Lucia Castelli - AVSI
Concrete proposals. Humanitarian organizations presented proposals in support of their activity. Emphasis was given to two points in particular. “The first – Castelli said – regards one-year programs, which in this theatre of war is an excessively short time frame. Our recommendation is to adopt multiannual projects. We were reassured to this regard and approximately one third of the funds will be used for 2019-2020 projects”. The second aspect highlighted by NGOs “calls for integrated action involving the areas of education, health, vocational training and protection. This is the best way to meet the massive needs of the population, youths and children in particular. The latter are the main victims of human rights violations, as a number of alarming practices – such as child labour and child marriages – testify to. Such practices are also a result of the economic hardships of these children’s families, that ought to be addressed with effective measures.”

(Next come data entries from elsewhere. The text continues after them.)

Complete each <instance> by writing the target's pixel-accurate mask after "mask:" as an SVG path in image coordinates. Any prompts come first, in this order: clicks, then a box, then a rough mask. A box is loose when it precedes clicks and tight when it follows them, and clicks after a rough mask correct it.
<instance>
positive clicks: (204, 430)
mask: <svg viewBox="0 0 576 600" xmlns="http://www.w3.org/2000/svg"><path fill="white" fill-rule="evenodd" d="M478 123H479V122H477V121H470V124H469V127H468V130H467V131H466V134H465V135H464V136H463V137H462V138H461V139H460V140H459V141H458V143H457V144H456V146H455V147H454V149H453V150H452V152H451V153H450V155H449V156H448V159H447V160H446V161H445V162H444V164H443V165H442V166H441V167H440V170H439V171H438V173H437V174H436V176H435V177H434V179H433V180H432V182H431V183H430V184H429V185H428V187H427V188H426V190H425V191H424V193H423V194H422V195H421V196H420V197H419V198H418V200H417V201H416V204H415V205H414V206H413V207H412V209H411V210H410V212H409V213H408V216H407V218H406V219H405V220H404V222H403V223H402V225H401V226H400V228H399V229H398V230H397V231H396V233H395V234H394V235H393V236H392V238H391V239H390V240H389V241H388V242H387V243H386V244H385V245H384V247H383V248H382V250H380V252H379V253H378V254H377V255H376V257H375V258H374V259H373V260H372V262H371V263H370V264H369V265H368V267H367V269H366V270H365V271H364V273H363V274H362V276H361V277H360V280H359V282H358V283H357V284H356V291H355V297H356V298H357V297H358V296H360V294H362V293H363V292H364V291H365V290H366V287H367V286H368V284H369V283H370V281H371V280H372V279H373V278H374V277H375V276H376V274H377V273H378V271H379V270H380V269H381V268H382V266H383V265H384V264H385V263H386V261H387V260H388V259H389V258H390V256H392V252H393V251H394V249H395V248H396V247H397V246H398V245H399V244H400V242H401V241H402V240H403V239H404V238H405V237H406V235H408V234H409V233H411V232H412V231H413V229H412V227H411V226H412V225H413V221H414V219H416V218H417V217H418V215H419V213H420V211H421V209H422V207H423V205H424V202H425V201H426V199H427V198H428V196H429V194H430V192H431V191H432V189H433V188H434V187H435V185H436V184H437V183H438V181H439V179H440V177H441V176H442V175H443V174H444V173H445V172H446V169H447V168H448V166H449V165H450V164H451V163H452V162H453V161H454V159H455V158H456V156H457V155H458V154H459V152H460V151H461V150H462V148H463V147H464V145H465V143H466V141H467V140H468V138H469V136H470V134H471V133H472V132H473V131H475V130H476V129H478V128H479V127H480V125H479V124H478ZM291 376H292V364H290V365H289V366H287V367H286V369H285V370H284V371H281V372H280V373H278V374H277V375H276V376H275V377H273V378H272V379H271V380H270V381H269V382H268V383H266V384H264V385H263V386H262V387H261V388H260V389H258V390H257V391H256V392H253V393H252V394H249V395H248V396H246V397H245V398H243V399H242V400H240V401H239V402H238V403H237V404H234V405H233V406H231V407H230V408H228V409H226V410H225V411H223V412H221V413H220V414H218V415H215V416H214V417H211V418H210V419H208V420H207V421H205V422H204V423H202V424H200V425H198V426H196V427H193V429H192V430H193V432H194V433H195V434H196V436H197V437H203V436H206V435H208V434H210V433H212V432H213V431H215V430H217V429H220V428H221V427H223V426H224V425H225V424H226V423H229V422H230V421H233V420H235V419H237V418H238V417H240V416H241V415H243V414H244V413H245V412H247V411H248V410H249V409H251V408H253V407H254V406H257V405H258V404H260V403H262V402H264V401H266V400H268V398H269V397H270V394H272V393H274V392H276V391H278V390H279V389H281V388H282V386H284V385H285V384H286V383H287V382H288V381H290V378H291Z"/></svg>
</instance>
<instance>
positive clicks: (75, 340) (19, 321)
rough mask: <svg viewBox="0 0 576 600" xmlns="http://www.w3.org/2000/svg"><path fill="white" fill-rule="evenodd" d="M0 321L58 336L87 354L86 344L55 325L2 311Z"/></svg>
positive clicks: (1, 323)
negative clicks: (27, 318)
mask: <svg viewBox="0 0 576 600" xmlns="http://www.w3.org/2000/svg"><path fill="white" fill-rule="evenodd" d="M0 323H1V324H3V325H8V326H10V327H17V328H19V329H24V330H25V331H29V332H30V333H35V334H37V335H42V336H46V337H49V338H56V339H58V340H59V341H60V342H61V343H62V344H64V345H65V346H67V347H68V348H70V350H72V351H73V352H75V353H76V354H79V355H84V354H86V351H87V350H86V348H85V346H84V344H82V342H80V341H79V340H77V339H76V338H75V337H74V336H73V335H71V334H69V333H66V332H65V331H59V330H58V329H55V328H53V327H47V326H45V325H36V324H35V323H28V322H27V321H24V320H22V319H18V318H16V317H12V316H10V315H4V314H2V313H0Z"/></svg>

No reconstruction. The critical factors of the Syrian conflict go even further. “After 8 years there still is in an emergency situation with no talk of reconstruction”, denounced the AVSI representative. “Reconstruction entails the return of the refugee population to Syria. But many of them are afraid to return owing to lack of safety and political instability in the Country. Lebanon is presently facing a massive inflow of refugees.” Thus the situation on the ground is extremely complex. “During the Conference we pointed out that assistance for reconstruction can be planned in those areas of the country that have been liberated and returned to the government. But in order to do so it is necessary to allow Syrians and humanitarian agencies to work in these areas. It would be a first step towards the reconstruction of the country, an important signal that could lead many refugees to consider returning.”